O NATAL DO LADRÃO - Conto de Pierre Verber
O NATAL DO
LADRÃO
Pierre Veber
(1869 – 1942)
Tradução
de Humberto de Campos
(1886
– 1934)
As
crianças que uma insônia precoce tivesse conservado acordadas nessa meia-noite
de Natal, teriam tido uma singular concepção de Noel, se houvessem levantado os
olhos para o teto do prédio nº 55 da rua Marboeuf. Efetivamente, sobre o
telhado da casa, errava, a essa hora, um indivíduo sem o tradicional burel de
linha branco nem cesto de brinquedos às costas, mas, apenas, com o traje
habitual dos "apaches" e um pacote de ferramentas na mão.
— Bolas! — exclamava este, entre os dentes. —
Querem ver que hoje ninguém sai de casa e eu tenho de passar a noite sem comer!
A essa hora, exatamente, no prédio 55, uma
pobre criatura suspirava e gemia, na tristeza do seu destino. Era uma dama de
uns cinquenta anos, famosa na vida galante do seu tempo, mas a quem o declínio
do corpo havia afastado da atividade mundana.
— Bons tempos! — meditava a mísera. — Há vinte
anos, que Natais, os meus! Eram o Rogério, o Gustavo, o Emílio... E o Dorty,
pai... E o Dorty, filho... Quanta champagne! Quanta loucura!

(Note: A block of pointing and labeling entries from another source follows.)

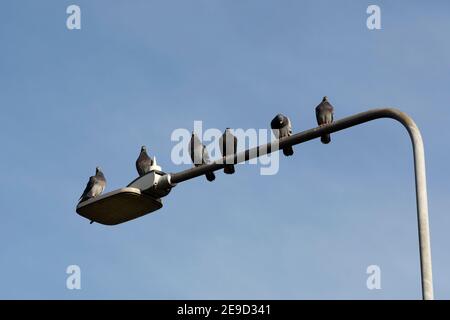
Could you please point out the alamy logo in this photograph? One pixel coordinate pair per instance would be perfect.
(74, 279)
(74, 19)
(374, 279)
(374, 20)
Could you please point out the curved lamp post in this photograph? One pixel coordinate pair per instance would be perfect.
(419, 168)
(142, 195)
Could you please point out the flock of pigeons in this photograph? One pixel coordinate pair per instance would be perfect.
(280, 125)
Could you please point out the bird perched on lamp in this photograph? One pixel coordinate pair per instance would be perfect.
(143, 162)
(281, 127)
(199, 155)
(228, 146)
(324, 115)
(95, 186)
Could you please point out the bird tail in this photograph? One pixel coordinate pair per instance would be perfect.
(288, 151)
(210, 176)
(326, 138)
(228, 169)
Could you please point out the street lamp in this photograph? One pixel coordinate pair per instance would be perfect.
(144, 194)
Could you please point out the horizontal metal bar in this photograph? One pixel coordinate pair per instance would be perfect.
(419, 169)
(291, 141)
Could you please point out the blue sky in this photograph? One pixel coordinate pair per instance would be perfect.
(137, 70)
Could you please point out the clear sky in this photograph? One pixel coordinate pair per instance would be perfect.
(74, 99)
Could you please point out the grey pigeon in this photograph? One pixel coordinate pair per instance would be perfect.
(143, 162)
(199, 155)
(281, 127)
(228, 146)
(95, 186)
(324, 115)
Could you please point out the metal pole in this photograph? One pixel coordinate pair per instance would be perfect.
(419, 169)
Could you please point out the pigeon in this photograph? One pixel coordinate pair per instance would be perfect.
(281, 127)
(324, 115)
(199, 155)
(228, 146)
(143, 162)
(94, 187)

Quanta
alegria!... E hoje...
Soltou um suspiro, estremeceu toda, e:
— Será possível que Pai Noel se não lembre de
mim?
Nesse momento, porém, um ruído surdo e
contínuo se propaga pela chaminé, e vem aumentando, até concluir com um baque
forte, em baixo, no fogão. Assustada, a velha dama pula da cama, olha para a
chaminé, e o seu rosto se ilumina todo, num sorriso. É que vê lá dentro, de
envolta com a cinza, uma figura de homem vestido de "apache", todo
sujo de fuligem, mais forte, robusto, musculoso.
— Vem! Vem, meu amor!... — exclama, puxando-o
pela blusa. — Anda, vem te lavar... Vem cear comigo!...
Pai Noel, fazendo estalar, no telhado, o
cimento da chaminé, quando o salteador nele se apoiava meditativo, não se
havia, como se vê, esquecido dos dois...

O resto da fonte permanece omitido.